Coquette Duet

In The Year My Voice Broke, director John Duigan showed a feel for what Wordsworth called the "visionary dreariness" of a certain kind of rural landscape -- rolling hills bare except for occasional clusters of giant rocks or the isolated gnarled tree -- a landscape short on conventional picturesqueness that nonetheless seems charged with presence and meaning in ways obscurely linked to our deepest feelings. The hills around the home of young Danny Embling (Noah Taylor) are a memory book on whose pages his first deep attachments inscribe themselves; and they will endure, the last shot of that film tells us, long after the people who first called on his capacity for love and friendship have gone out of his life.

Flirting, the second film in a projected trilogy that began with The Year My Voice Broke, thrusts Danny into a new setting, a posh boarding school called St. Albans, where, it is hoped, the institutionalized sadism that masquerades as discipline will beat the "delinquent" tendencies out of him. If you've seen The Year My Voice Broke, you'll know what those tendencies amounted to -- a penchant for bonding with kids (and adults) who were, like himself, outsiders in his hometown. His delinquency, in short, was loyalty to what was in many ways a worthier community.

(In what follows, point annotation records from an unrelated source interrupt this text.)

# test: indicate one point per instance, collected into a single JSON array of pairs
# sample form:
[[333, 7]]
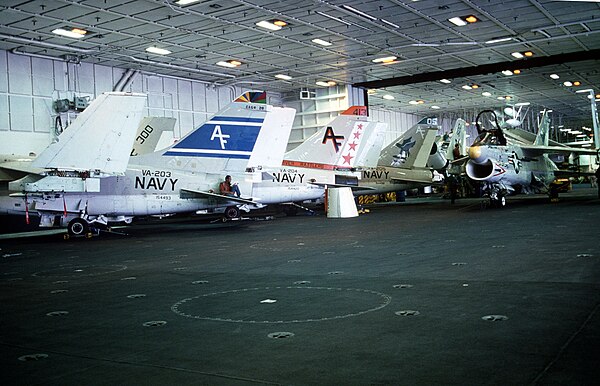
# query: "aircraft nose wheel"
[[232, 212], [78, 227]]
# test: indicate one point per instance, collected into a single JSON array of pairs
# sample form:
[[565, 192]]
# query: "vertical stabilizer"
[[412, 148], [247, 132], [348, 141], [544, 131], [100, 138], [459, 135], [149, 133]]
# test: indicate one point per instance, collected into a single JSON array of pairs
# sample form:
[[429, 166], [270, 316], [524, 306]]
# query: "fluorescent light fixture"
[[333, 18], [159, 51], [323, 83], [321, 42], [389, 23], [360, 13], [75, 33], [268, 25], [229, 63], [457, 21], [499, 40], [387, 59]]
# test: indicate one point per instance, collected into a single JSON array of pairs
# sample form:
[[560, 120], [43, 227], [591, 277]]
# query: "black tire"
[[232, 212], [78, 227]]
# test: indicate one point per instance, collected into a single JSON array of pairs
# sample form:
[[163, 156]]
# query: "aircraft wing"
[[537, 150], [219, 197], [353, 187]]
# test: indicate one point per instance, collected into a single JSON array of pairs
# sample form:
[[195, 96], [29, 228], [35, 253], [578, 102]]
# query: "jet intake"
[[480, 171], [436, 159]]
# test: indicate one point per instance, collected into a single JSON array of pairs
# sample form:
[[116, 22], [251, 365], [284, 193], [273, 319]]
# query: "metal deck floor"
[[419, 293]]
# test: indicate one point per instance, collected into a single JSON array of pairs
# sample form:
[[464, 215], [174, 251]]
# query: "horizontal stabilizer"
[[100, 138]]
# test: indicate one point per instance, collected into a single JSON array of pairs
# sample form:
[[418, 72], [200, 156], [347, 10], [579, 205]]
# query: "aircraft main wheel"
[[232, 212], [78, 227]]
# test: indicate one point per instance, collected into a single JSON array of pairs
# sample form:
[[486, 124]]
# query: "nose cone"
[[474, 152]]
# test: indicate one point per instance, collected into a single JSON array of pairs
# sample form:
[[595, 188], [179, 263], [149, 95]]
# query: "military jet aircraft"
[[503, 168], [90, 179]]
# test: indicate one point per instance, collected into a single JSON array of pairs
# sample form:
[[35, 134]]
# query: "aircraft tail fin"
[[543, 135], [246, 133], [349, 141], [149, 133], [459, 136], [100, 138], [413, 147]]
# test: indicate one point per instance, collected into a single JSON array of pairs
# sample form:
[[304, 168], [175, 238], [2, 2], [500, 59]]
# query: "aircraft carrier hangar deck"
[[418, 293]]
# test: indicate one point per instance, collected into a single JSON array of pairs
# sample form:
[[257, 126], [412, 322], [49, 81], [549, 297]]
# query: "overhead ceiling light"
[[387, 59], [390, 23], [457, 21], [358, 12], [273, 25], [159, 51], [333, 18], [229, 63], [75, 33], [321, 42], [499, 40], [325, 84]]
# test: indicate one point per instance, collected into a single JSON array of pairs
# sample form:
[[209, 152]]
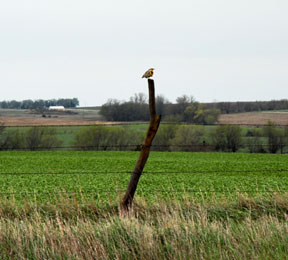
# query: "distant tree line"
[[170, 137], [39, 103], [186, 109], [239, 107]]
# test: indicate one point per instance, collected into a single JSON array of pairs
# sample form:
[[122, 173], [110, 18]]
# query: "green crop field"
[[106, 174], [187, 206]]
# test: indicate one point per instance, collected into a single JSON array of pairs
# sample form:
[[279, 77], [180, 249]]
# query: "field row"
[[106, 174]]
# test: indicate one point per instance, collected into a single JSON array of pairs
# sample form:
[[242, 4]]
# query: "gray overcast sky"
[[224, 50]]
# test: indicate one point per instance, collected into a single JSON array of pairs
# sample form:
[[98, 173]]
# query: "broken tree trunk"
[[145, 150]]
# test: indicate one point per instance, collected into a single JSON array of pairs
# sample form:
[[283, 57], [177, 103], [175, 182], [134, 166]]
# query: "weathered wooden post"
[[145, 150]]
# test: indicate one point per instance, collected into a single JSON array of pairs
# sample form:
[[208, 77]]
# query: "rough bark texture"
[[145, 150]]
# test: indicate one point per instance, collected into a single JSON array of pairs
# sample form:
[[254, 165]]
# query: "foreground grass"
[[248, 228]]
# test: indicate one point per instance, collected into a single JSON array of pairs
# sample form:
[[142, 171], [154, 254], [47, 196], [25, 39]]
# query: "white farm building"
[[57, 108]]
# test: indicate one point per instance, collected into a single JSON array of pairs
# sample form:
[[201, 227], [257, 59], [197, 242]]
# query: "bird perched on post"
[[149, 73]]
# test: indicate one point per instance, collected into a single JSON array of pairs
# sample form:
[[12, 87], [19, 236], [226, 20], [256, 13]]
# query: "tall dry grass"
[[248, 228]]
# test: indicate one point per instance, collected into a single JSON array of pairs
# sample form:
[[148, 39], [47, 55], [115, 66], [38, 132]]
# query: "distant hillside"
[[248, 106]]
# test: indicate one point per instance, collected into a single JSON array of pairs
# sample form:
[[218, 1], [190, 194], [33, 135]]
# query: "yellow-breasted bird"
[[149, 73]]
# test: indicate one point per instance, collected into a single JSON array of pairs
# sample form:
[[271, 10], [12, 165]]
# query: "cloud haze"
[[94, 50]]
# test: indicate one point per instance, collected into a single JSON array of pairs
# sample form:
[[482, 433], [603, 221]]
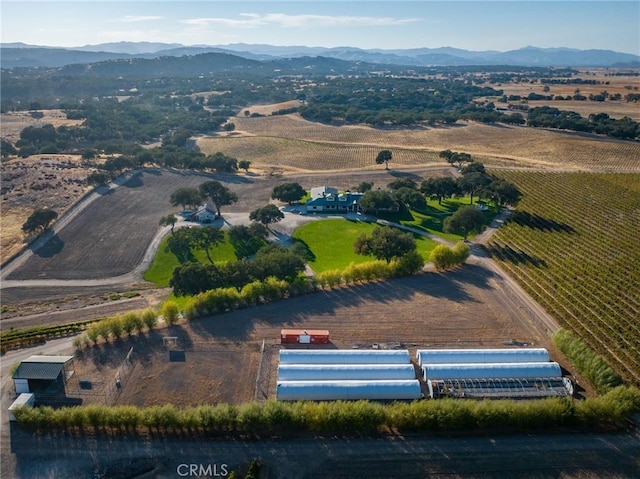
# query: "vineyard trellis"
[[112, 391], [573, 245]]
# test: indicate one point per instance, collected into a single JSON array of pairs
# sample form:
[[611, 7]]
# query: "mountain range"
[[22, 55]]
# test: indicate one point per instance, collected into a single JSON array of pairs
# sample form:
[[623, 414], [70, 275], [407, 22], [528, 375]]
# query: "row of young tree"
[[600, 123], [272, 418]]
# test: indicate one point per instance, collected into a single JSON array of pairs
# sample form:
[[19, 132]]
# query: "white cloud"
[[140, 18], [253, 20]]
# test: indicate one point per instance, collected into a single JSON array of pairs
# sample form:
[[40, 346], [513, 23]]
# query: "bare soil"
[[222, 354], [41, 181]]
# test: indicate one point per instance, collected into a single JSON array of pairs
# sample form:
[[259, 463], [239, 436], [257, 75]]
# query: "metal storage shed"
[[322, 372], [344, 356], [43, 374], [304, 336], [347, 390], [492, 371], [455, 356], [24, 399]]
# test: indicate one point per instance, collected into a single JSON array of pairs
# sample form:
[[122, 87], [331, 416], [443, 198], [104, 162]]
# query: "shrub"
[[149, 318], [586, 361], [170, 312]]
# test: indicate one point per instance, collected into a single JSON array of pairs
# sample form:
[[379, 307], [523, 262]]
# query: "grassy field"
[[431, 219], [573, 244], [165, 261], [331, 242]]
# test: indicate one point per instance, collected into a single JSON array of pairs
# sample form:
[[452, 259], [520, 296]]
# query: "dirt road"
[[532, 456]]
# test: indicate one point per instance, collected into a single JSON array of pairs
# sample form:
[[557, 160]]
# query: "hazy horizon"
[[479, 25]]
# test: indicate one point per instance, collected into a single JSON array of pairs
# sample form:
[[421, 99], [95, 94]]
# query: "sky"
[[381, 24]]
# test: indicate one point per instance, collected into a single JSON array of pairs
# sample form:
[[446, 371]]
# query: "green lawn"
[[165, 261], [431, 218], [331, 242]]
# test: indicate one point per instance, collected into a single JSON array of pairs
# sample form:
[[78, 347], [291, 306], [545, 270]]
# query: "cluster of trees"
[[587, 362], [400, 102], [114, 327], [39, 221], [269, 261], [600, 123], [385, 243], [445, 257]]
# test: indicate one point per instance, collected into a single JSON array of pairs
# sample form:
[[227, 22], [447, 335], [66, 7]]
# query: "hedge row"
[[586, 361], [116, 326], [273, 417], [445, 257], [259, 292]]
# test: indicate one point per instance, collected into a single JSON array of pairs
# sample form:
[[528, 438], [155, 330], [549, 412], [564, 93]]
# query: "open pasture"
[[496, 145], [573, 245]]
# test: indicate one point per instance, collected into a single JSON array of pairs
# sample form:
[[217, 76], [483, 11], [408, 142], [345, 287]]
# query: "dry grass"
[[293, 142], [14, 122]]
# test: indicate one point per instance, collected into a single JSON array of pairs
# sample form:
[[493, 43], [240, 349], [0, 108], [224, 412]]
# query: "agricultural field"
[[331, 243], [307, 145], [223, 351], [52, 181], [572, 243]]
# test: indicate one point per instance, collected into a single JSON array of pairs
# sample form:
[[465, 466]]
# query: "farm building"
[[24, 399], [344, 356], [304, 336], [348, 390], [500, 388], [328, 199], [324, 372], [492, 371], [457, 356], [43, 375]]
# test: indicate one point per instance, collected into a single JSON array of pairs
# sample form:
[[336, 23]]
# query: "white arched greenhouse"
[[492, 371], [348, 390], [322, 372], [344, 356], [457, 356]]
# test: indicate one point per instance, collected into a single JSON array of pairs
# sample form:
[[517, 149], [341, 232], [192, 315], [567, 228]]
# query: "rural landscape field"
[[100, 277]]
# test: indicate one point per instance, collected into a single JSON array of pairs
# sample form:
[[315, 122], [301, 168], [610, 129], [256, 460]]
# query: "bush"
[[587, 362], [149, 318], [170, 312]]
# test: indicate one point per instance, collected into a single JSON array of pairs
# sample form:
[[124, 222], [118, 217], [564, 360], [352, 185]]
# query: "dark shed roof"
[[41, 367]]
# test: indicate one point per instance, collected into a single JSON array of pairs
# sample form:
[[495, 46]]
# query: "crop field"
[[222, 352], [309, 155], [496, 145], [573, 245]]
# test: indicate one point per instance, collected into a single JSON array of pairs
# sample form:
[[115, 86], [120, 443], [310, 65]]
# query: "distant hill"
[[22, 55]]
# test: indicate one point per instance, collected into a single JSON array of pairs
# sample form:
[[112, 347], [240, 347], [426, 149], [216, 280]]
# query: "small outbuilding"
[[24, 399], [357, 372], [43, 375], [304, 336]]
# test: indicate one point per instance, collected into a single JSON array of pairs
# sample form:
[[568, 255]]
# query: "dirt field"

At St. Albans Danny's personal history repeats itself. There's a delicious irony in the way everything about the school -- its classy atmosphere, its Anglophile snobbery, and above all its pretentions to culture (the students stage debates with students at Cirencester, a nearby girls' school, on propositions like "intellectual pursuits are the highest form of human activity") -- conspires to make the imaginative, well-read, sharp-witted Danny even more of an outsider than he was at home.

Not that Danny doesn't in some ways court his outsider status: At a rugby match, surrounded by classmates yelling themselves blue in the face in support of their team, Danny keeps his nose buried in a book, looking up only long enough to be smitten by a passing Cirencester student, Thandiwe Adjewa (Thandie Newton), a Ugandan whose father, an activist political scientist, is a visiting professor at an Australian university. Like Danny, she's an outsider, persecuted by her Heatheresque, lily-white classmates under the leadership of the school's most beautiful, most popular, etc., etc. student, Nicola Radcliffe (Nicole Kidman).

At first skeptical about Danny -- she's seen enough of the world to know that the tokens of individualism don't always go with the substance -- Thandiwe finally learns to accept him at face value, and the two of them forge an alliance that threatens to turn the good order -- and good reputation -- of their respective schools upside down. With Thandiwe Danny experiences the first love that almost came his way in The Year My Voice Broke, and while they scarcely get beyond the kind of action suggested by the film's title (there's a little partial nudity in the film), it's clear that their relationship is more than a flirtation.

"Flirting" has other resonances, too, I suppose, that make it a suitable title for Duigan's film. Thandiwe and Danny flirt with expulsion when they meet in his dorm room during a school dance -- he's been excluded from the evening's mild, tightly chaperoned activities for having too long hair -- and Danny flirts with a fair amount of bodily harm when he gets into the boxing ring with his school's leading athlete over a nasty joke that's been played on him (Duigan is superb at capturing the often thoughtless cruelty of adolescence). With its connotations of courtship and risk, with its sense of incompleteness, suspension -- flirting with what? -- it neatly captures the spirit of Duigan's film -- by turns affectionate and audacious, mocking and tender.

Some films about adolescence don't seem to know what to make of their protagonists but feel obliged to make a point about them all the same. Is their rebellion something to laugh at or a cause for alarm? Are their attachments serious or "just a phase"? John Hughes's teen-centered films often suffer from an instability of tone, veering from slapstick to sentiment; too often you're aware that the action is being watched, choreographed by an adult who's itching to serve up some kind of "statement" -- as if to demonstrate his essentially "responsible" attitude to any adults who might be happening to watch his film.

Duigan's film is subtler and more revelatory than that. With a novelist's sensitivity to atmosphere, he counterpoints the phony "civilization" of St. Albans and Cirencester with the wild otherness of nature. Seen by night, the slightly fantastic Victorian-Gothic buildings are almost swallowed up in the dark, murmuring forest or seem to float magically on the broad, tranquil lake between the two schools; it's an enchanted setting that lends substance to Danny and Thandiwe's escapades, which themselves become the center of an elaborate structure of games and deceptions shared by the other kids in a concert of resistance to the school's shallow, petty authorities.

And as in The Year My Voice Broke, Duigan gives even his minor characters surprising, telling touches of nature. Meeting Thandiwe's parents after a performance of the schools' annual play, a slightly weird musical version of the myth of Persephone dreamed up by one of the artier teachers at Cirencester, Danny's parents have an awkward moment that's suddenly dissolved, much to their confusion, by a few kind, humane words from Thandiwe's father; the unexpected grace of the moment cuts through layers of misunderstanding and bigotry that 90 minutes of shrill and self-righteous denunciation would have left intact.